Don’t Ask Me
by Paul Rudnick, from The New Yorker
“I do not see how permitting open homosexuality in these communities enhances their prospects of success in battle. Indeed, I believe repealing “don’t ask, don’t tell” will weaken the warrior culture at a time when we have a fight on our hands.”
—General Merrill A. McPeak, former Air Force Chief of Staff, on the Op-Ed page of the Times.
My name is Marine Corporal Roger T., and I am one gay soldier who agrees wholeheartedly with General McPeak, although I think that he doesn’t go far enough. Because my staying closeted, in fact, makes me a better soldier, through what I term sublimation. For example: Right before heading out into a firefight with Iraqi insurgents, I always imagine myself at the beach with Merrill A. McPeak, both of us in helmets, camouflage-print Speedos, combat boots, and sunglasses. I picture myself rubbing sunblock all over the luscious, leathery hide of General McPeak, and the adrenaline rockets through my veins, and by the time I leave the Green Zone I’m ready to kill anything that moves, and then make savage, passionate love to its corpse. I’m at what I like to call my sensual, combat-ready McPeak.
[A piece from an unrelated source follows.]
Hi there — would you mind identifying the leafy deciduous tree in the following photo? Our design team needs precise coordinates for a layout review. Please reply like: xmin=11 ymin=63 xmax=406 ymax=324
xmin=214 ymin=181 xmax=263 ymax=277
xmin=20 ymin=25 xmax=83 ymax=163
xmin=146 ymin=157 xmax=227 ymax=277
As a gay man, I naturally spend much of my time debating casting issues involving the musical theatre, although, thankfully, I can’t share such thoughts with my unit. Instead, when I spot a potential suicide bomber, I think of him as someone who insists that Tyne Daly was the greatest Mama Rose of all time, even better than Merman. This makes me so enraged, and my aim grows so steady, that I can pick off the bomber with a single well-flung grenade, while shouting to myself, “Tyne was appealing, but she didn’t have a shred of Angela Lansbury’s esprit, or Patti LuPone’s thwarted fury! Anyone who ranks Tyne over Patti deserves to die! ” It’s called valor.
General McPeak speaks movingly of unit cohesion. He says, “We know, or ought to, that warriors are inspired by male bonding, by comradeship, by the knowledge that they survive only through relying on each other. To undermine cohesion is to endanger everyone.” To which I say, Sing it, sister. I love male bonding more than anything, and I live for unit cohesion. Just the sound of the words makes me tingle with manly aggression. Whenever I see my unit, or anyone’s unit, all I want to do is cohere. I embrace my unit, with both hands, and I draw it to me, again and again, in a vigorous manly embrace, often until the guy on the top bunk says, “Roger, calm down. That Vogue is from two months ago.”